Plaintiff's Request for Production No. 21 seeks production of "all documents and declarations [Defendants] intend to rely upon to defeat Plaintiff's Motion for Class Certification, including any and all documents and declarations that you expect to introduce at the class certification hearing." (R. Doc. 82-2 at 5). Defendants objected to the request on the basis that it was premature, stating that they would "produce the documents that it intends to rely upon in accordance with the Court's scheduling order." (R. Doc. 82-3 at 9).

Plaintiff has not yet moved for class certification. Until Plaintiff files such a motion, Defendants are under no duty to separately identify documents that they expect to introduce at the class certification hearing. Defendants may identify such documents in response to any motion for class certification, or at a deadline set by district judge with regard to the class certification hearing. Of course, while Defendants need not identify any documents in response to this request, they remain under a continuing duty to supplement their initial disclosures and discovery responses, and must provide any supplemental discovery responses as discussed in the body of this Order.

IT IS ORDERED that Plaintiff's Motion to Compel is DENIED with respect to Request for Production No. 21.

15. Request for Production No. 23

Plaintiff's Request for Production No. 23 seeks production of "documents showing each management level employee who at any time had any responsibility for the Fees or Costs, including executive officers, including the position held by each and the dates that each position was held." (R. Doc. 82-2 at 6).

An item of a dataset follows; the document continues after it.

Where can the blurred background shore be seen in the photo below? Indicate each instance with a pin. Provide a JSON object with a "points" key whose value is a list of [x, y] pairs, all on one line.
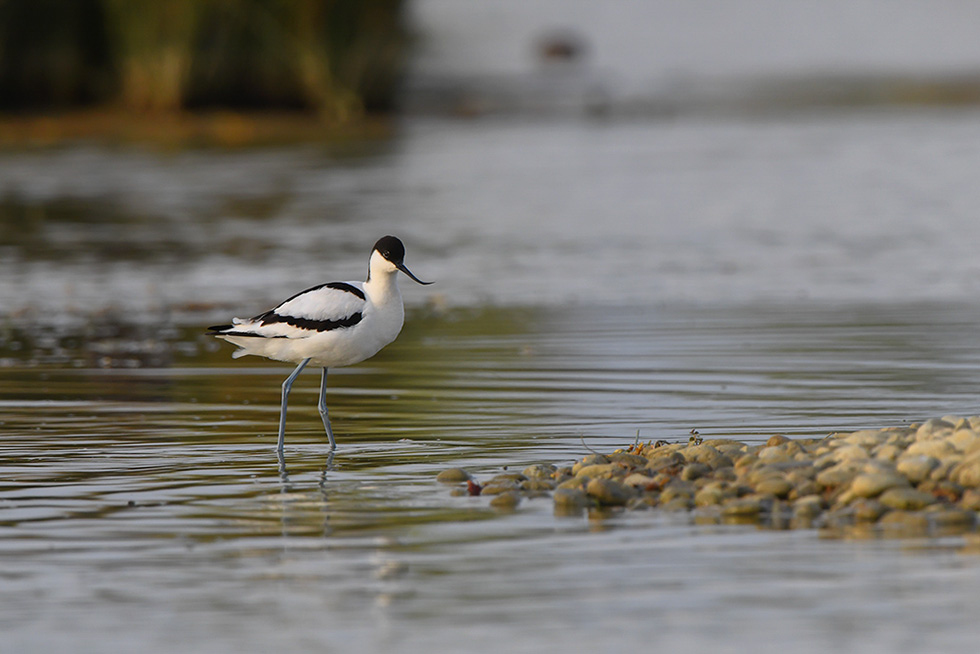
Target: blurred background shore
{"points": [[238, 73]]}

Defendants objected to the request on various bases, including overbeadth and relevance. (R. Doc. 82-3 at 10).

Plaintiff argues that without a response to this request, it is unable to verify whether the custodians identified by Defendants as in response to Request for Production No. 2 are "the full and complete set of persons who have relevant information." (R. Doc. 82-1 at 13). Defendants represent that they do not have any responsive documents. (R. Doc. 84 at 10).

Given Defendants' representation, the Court concludes that Defendants have satisfactorily responded to the document request. To the extent Plaintiff has sought a list of the management level employees through an interrogatory, however, such information is discoverable.

IT IS ORDERED that Plaintiff's Motion to Compel is DENIED with respect to Request for Production No. 23.

III. Conclusion

Based on the foregoing,

IT IS ORDERED that Plaintiff's Motion to Compel (R. Doc. 82) is GRANTED IN PART and DENIED IN PART.

IT IS FURTHER ORDERED that Defendants must supplement their responses to Plaintiff's Request for Production Nos. 1, 8, 9, 10, 15, and 17, as detailed within the body of this Order, within 14 days of the date of this Order.

IT IS FURTHER ORDERED that Plaintiff's motion seeking to exceed the page limits and to strike the non-compliant supplemental brief (R. Doc. 100) is DENIED as moot. Signed in Baton Rouge, Louisiana, on May 8, 2018.

FootNotes


1. Plaintiff defines "Fees" as "Loss Damage Waivers" and "Environmental Charges." (R. Doc. 82-2 at 3).
2. The Court is ordering, below, that Defendants produce monthly financial statements reflecting revenue and expenses attributable to LDW and Environmental Charges, providing further information about how these fees were accounted.
3. Plaintiff states it did not provide a copy of these documents because they have been marked confidential. (R. Doc. 82-1 at 9 n.1).